User Guide

About Software

The Software module gives you a site-wide catalog of every software product discovered on your audited devices, with per-version granularity and an install map that shows which devices have each product. It is your starting point for license compliance, standardization sweeps, and answering "who has what installed?" without inspecting devices one by one.

How software discovery works

Software inventory is a by-product of audits, not a separate scan. As Audit Service and Audit Agent collect device snapshots from Windows, macOS, and Linux endpoints, AlloyScan extracts the installed-product list from each snapshot and aggregates the results into a single, deduplicated catalog scoped to the current site.

The catalog presents two roll-up views over the same underlying data:

  • By name & version — one row per unique product name plus version pair. Use this view when version-level differences matter (for example, a vulnerable build of a runtime).
  • By name — multiple versions of the same product collapse into a single row, with the Version column showing Multiple versions. Use this view when you only care that a product is present somewhere in the estate.

Each catalog row exposes an Install count that tells you how many devices have the product. Clicking a product opens its detail view — the install map — listing every device, the version installed there, the install date, and the install key.

Why classification exists

Inventory alone tells you what is present; it does not tell you what should be present. Software classification lets you mark each product against your organization's policy:

  • Required — products that must be present (for example, a corporate antivirus or a baseline tool).
  • Regular — the default classification, applied to everything that is neither mandated nor banned.
  • Forbidden — products that must not be present (unlicensed software, decommissioned tools, shadow-IT applications).

Classification is a label on the product itself, so once you set it, every install of that product across every device inherits the meaning. This turns the catalog into a compliance lens: how many Forbidden products are deployed, where are the Required products missing, and what changed between audits.

How classification connects to Change tracking

When Change tracking is enabled and the General category has the software-related sub-attributes turned on, AlloyScan records every classification change and every software install/uninstall as a Change event.
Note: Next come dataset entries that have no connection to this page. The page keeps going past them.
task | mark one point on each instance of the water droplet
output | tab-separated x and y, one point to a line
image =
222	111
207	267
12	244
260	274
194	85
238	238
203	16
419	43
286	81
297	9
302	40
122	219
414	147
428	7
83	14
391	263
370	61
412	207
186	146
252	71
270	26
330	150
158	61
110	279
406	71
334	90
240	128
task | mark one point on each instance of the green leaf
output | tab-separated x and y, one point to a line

The Software page exposes a Change history tab that surfaces these events, and the same events flow into per-device Change history and the global Change log.

Without Change tracking, you still see the current catalog state, but historical comparisons (what changed since last audit, when was a Forbidden product first installed) are not available.

Key distinctions

  • Catalog vs install map. The catalog (the grid) is one row per product; the install map (product detail) is one row per device that has the product.
  • Software group vs Tag. A Software group is a per-product policy classification with a fixed enum (Required / Regular / Forbidden). A Tag is a free-form label applied to devices, not products.
  • Install count vs unique device count. Install count is the number of devices reporting the product; a single device with two versions of the same product contributes two install rows in By name & version but one in By name.

Limitations

  • The grid is capped at 1000 rows by default. A banner appears when the cap is reached, with a Load all button to lift it. Loading all rows on a large site has performance implications.
  • Manual addition of a product to the catalog is not supported — products appear only when an audit reports them.
  • Mobile-device software is not in scope; AlloyScan does not audit mobile devices.